乳がんプラザ|乳がんの手術は江戸川病院・東京


皆が気になる質問シリーズ -3-

脇のしこり

「脇にしこりがあります。乳癌なの?」

このような質問が多いのに気が付きました。
そこで、今回は「脇のしこり」について解説します。
 

●「脇のしこり」と言った場合に、その鑑別に重要なポイントがあります。
 ※特に1の部位が重要です。

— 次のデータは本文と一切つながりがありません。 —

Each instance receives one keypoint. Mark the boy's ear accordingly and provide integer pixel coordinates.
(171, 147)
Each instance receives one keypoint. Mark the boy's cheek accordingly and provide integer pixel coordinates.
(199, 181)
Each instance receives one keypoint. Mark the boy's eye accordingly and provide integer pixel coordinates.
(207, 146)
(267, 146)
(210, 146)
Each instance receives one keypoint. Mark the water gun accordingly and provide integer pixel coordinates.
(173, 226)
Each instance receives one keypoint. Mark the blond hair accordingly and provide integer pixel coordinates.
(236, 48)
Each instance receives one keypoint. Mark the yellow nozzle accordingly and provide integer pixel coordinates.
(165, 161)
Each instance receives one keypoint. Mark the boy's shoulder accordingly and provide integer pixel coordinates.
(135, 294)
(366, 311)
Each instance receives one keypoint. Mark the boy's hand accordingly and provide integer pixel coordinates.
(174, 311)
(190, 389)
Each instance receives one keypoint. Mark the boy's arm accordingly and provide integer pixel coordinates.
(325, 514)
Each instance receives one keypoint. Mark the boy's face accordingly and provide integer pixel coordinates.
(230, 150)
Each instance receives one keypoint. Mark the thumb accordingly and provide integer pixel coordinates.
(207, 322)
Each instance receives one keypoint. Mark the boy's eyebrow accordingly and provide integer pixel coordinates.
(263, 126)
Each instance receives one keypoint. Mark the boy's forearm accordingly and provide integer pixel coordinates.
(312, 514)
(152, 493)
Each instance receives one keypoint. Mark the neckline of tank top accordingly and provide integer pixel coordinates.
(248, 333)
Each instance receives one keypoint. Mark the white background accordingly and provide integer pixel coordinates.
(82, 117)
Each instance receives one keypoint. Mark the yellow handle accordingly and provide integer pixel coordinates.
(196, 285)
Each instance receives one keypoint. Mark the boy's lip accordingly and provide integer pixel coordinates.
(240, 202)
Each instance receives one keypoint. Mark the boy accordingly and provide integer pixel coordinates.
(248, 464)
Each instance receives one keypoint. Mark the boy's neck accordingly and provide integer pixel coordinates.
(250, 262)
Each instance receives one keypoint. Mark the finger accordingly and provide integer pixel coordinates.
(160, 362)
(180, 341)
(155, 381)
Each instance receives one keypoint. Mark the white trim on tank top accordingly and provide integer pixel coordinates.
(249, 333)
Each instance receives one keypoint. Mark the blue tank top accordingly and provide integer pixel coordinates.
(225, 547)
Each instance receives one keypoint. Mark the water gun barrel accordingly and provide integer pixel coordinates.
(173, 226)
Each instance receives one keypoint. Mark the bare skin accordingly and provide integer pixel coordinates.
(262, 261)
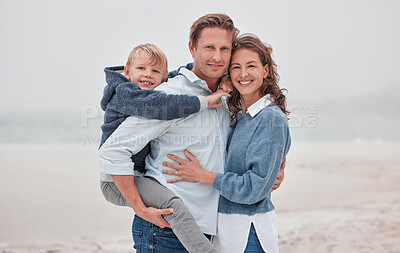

(ある程度、疾患が限定されてきます)
1.部位
2.皮膚所見
3.皮膚との関係

 

1.部位
「脇のしこり」とQが来ますが、実は以下の①~③の「どの場所にできるのか?」によって全く異なります。

waki-shikori 腋窩の写真
①は腕の付け根であり、副乳があったり、粉瘤や毛嚢炎ができやすいところです。
 
②は(本来)凹んだところであり、リンパ節があるところです。
 
③は乳腺の外れで、あくまでも乳腺の腫瘍ができるところです。

 

2.皮膚所見
⇒皮膚に赤みがあるか?圧痛があるか?
 皮膚に赤みがある:炎症や化膿などであることを示します。
 皮膚に圧痛がある:炎症や化膿の他に、「乳腺症」でも圧痛を伴う事があります。
 

3.皮膚との関係
⇒皮膚にくっついているか? 皮膚より奥か?
 皮膚にくっついている:皮膚のできもの(粉瘤や毛嚢炎など)
 皮膚より奥:②の位置であればリンパ節(転移などの腫大)
 

何が疑われるか?

①にあるもの
⇒ここは「腕に近い部位」であり、心配なもの(悪性)は殆どありません。
 皮膚に赤みがあり、皮膚にくっついている⇒粉瘤や毛嚢炎
 皮膚の奥、赤みなし、全体に膨らみ(時に痛い)⇒副乳(の乳腺症など)
※副乳にも癌ができる(副乳癌といいます)事がありますが、極めて稀です。
その場合には、「表面ではなく」奥の方から「ゴロッ」としたしこりが触れます。
 

②にあるもの
 皮膚の奥、赤みなし、圧痛なし、「ゴロリと」触れる:リンパ節(転移の可能性)
⇒ここはリンパ節がある場所です。
◎実は「脇のしこり」と言われて「私が一番ドキッとする」のはココです。
 「痛くない」「(皮膚に関係無く)ゴロリとしこりが触れる」場合には「転移性リンパ節」
の可能性があります。
 

※ただし、「やせ気味の方」では「正常リンパ節」も触れることがあります。
 超音波をすれば、「鑑別は容易」ですので、
「この部位のしこり」の場合は乳腺外科にすぐにでも受診してください。
 

③にあるもの
 圧痛がある:乳腺症
 コロコロ動く:乳腺の腫瘍(但し授乳中は乳瘤などのこともある)

※ここは乳腺なので、「乳癌ができる可能性」は勿論あります。
 やはり、「しこりかな?」と思ったら受診すべきです。
 

まとめ

  • 場所が大事
  • ①は経過をみてもいい場所です。
  • ②が一番気をつける場所です。
  • ③は「乳腺の端」なので「正常でも、しこり様に触れ易い」ですが、やはり「乳癌が発生する」場所でもあるので、注意が必要なのです。